Kathrin Sebastian Von

Wie kommen ein Autor und sein sehr guter Fotograf nur auf die verrückte Idee, eine solche Zusammenstellung von Rezepten für ein dänisches oder nordisches Buch auszuwählen? Das meine ich eher als schwärmerisches Kompliment denn als Kritik.

Die Zeichen einer Rezension sind zwar immer begrenzt – unsere Katharina ist streng –, aber ich möchte das Inhaltsverzeichnis hier dennoch einmal komplett niederschreiben, die interessierte Leserschaft erwartet: Feuer – Fenchel – Tintenfisch – Knurrhahn – Kräuter – Beeren – Kürbis – Rosenkohl – Picknick – Innereien – Schwein – Lamm – Wild – Flüssigkeiten. Cool, oder? So unkonventionell muss man sich wirklich erst einmal trauen, aber sicher „darf“ man das, wenn einem jemand wie Claus Meyer, ein Mitbegründer des NOMA in Kopenhagen (viermal als bestes Restaurant der Welt gewählt), ein so herzliches und zugewandtes Vorwort schreibt.

kochbuch-von-mikkel-karstadÜber dem Feuer

Mikkel Karstad ist ein renommierter dänischer Koch und Autor. Die Rezepte seines Buches atmen skandinavische und naturverbundene Luft ein und aus. Der Jagdkalender 2014/5 zwischen den Buchdeckeln ist so gesehen ein atmosphärischer Gag.
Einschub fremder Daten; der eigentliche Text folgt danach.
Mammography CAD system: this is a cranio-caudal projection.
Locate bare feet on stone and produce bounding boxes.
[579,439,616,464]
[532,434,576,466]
Die Idee, einen Inhaltspunkt wie „Feuer“ aufzunehmen, ist für mich, deren zweite Heimat Schweden ist, ein typisches Beispiel für nordische Lebensart. Hier wird aber nicht einfach nur gegrillt, sondern richtig über dem Feuer gekocht – mit Zutaten vom Land und aus dem Meer. So wie man sich einen gelungenen Sommerurlaub vorstellt, so sehen natürlich auch die Foodfotos aus. Reisekoffer, wo bist Du?

Wer skandinavische Lebensart mag, wird dieses Buch mögen, allein schon aufgrund der Optik. Das gebundene Buch umfasst knapp 240 Seiten und ist zurzeit nur in Englisch erhältlich. Die Bilder sind in hellen warmen Farben, es wird großzügig mit dem zur Verfügung stehenden Platz umgegangen – das ist für mich im besten Sinne skandinavisch, wo Klarheit den Zeitgeist bestimmt. Alles an dem Buch wirkt ruhig, lässig und immer stylish. Alle rund 150 Rezepte sind wunderbar von Anders Schønnemann bebildert und durchweg gut beschrieben.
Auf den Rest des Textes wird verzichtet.